In 1952, the family returned to England. Len wanted to set up a guitar school (which he did, with great success: The Spanish Guitar Centre continues his work today, under the guidance of Barry Mason). It's worth noting that Len Williams' later years were devoted to setting up the Looe Monkey Sanctuary in Cornwall: depending on whom you speak to, Len Williams is most famous for: being the father of a famous guitarist, establishing the London Guitar Centre, or his work with Woolly Monkeys. Few people can manage being famous for one thing in one lifetime, but for three? He also had an ulterior motive: recognising his young son's talent, he wanted him to study with the only the best teachers. This was not an option in Australia, and through a friendship with Terry Usher, they met Andres Segovia during a visit to London. The "creator of the modern classical guitar" was impressed with the 11-year-old and arranged for him to attend his summer school at the Accademia Musicale Chigiana di Siena in Italy.
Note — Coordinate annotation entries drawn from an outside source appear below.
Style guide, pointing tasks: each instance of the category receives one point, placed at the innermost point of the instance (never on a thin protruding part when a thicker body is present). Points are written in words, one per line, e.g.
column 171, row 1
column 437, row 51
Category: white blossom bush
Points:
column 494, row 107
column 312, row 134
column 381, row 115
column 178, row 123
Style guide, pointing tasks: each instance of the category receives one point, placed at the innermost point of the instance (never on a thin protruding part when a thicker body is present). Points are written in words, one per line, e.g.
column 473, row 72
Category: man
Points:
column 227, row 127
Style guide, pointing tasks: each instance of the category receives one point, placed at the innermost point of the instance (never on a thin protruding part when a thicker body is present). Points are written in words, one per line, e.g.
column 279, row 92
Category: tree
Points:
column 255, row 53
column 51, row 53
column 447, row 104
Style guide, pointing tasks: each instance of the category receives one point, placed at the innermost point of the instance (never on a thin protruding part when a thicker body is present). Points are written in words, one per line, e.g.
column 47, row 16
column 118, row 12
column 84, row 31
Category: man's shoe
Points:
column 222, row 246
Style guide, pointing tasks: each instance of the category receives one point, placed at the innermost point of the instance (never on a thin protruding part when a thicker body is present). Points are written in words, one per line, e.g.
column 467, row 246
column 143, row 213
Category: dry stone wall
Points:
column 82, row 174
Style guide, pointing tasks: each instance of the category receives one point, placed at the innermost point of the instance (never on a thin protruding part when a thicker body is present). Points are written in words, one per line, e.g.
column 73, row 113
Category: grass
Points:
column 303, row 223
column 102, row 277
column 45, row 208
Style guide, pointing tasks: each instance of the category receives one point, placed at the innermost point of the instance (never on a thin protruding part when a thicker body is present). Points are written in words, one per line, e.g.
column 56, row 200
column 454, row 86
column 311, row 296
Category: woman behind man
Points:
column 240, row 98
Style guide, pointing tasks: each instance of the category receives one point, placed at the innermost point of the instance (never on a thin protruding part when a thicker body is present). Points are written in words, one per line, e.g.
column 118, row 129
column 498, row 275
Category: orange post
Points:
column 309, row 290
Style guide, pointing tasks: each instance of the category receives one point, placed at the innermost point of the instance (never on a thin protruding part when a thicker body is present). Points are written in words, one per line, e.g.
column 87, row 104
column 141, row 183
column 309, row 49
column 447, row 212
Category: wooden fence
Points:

The young prodigy returned annually until 1959.
The first of John Williams' successes came when, at the request of his fellow students, he received the unprecedented honour of giving the first complete solo recital by a student of any instrument in 1955.
While not in Sienna, he attended the Royal College of Music in London from 1956 to 1959, where he studied piano and music theory. He didn't study guitar simply because, like most other musical colleges and conservatoires at that time, the RCM didn't provide a Guitar curriculum! Shortly after his graduation, however, he was invited to run the newly-created Guitar department. The College was evidently getting prepared for the onslaught of musicians who'd want to emulate their recent alumnus! He remained in the post until 1973, when his place was taken by his former student Carlos Bonnell. Williams has maintained a relationship with the College throughout the years and remains a Visiting Professor, including to the Royal Northern College of Music in Manchester.
Stephen Dodgson, lecturer in Harmony at the College, was to continue a professional association with his erstwhile pupil for many years as arranger and advisor, and his Second Guitar Concerto was written in 1971 at Williams' commission, and is dedicated to him.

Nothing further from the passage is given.